I applaud the push for all ward managers to be supernumerary and supervisory and for ‘evidence-based’ staff/patient ratios to be published openly – so long as those ratios take into account the high level of skill and time required to care for the oldest old, and those with dementia, incontinence or immobility. The Royal College of Nursing’s report on nurse staffing levels showed that specialist wards for older people are severely disadvantaged when compared to adult medicine or surgery – let alone paediatrics. This historical bias has to change.
Also to be praised is the idea of a set of national minimum standards for care – to complement quality standards and NHS outcome indicators – backed by consequences for failure to deliver. If organisations had been held to account over areas such as continence, compassion, nutrition and communication as much as they had been for hospital-acquired infection, waiting times, or financial balance, we may have been further along the road to improvement. But we must ensure that these standards don’t become another box to tick – they need to be measured meaningfully.

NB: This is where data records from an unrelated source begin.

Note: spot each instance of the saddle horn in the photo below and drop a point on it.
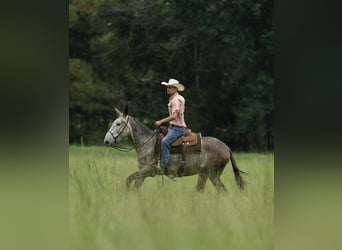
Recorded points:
(118, 112)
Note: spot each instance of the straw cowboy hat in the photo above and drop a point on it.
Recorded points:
(174, 83)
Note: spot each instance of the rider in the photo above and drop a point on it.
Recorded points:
(176, 107)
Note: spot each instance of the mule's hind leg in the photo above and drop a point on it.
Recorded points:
(216, 180)
(201, 181)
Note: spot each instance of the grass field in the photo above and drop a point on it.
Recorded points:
(163, 214)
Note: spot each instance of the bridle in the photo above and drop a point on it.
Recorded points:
(117, 147)
(126, 149)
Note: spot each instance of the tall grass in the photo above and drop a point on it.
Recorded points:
(164, 214)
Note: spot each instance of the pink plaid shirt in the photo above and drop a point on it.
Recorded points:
(177, 104)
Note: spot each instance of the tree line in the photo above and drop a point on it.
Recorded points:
(222, 51)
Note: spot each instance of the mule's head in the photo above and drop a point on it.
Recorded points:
(119, 129)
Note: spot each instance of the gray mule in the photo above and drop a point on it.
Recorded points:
(209, 163)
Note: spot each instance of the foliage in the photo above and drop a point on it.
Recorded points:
(221, 50)
(164, 214)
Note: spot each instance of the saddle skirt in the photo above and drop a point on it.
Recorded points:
(189, 142)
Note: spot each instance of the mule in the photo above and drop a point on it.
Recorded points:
(209, 163)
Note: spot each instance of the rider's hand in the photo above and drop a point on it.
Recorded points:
(157, 123)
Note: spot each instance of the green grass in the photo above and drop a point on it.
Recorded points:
(164, 214)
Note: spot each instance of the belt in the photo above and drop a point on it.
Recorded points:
(171, 125)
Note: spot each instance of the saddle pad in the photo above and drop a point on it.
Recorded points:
(189, 140)
(187, 148)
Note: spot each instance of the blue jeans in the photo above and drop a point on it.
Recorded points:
(172, 134)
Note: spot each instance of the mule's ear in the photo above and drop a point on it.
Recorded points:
(118, 112)
(126, 110)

Finally, as highlighted by the response, we must make candour and openness far easier to deliver. Many older patients are reliant on support and advocacy from family caregivers, and it’s generally these caregivers who raise concerns and complaints about the quality of care, as Francis acknowledges. These complaints could be avoided if we were proactive and open from the outset: giving explanations, managing expectations, and involving families in decision-making and discharge planning. And many of the problems at Mid Staffs and other scandal-hit organisations would never have developed if staff had been encouraged to raise concerns and be involved in delivering solutions. Organisational leaders must have a duty to listen rather than slapping down ‘challenging’ staff members. And leaders must accept that they cannot expect all the solutions to improving older people’s care to be mandated from Leeds or Whitehall – they have a key role to play.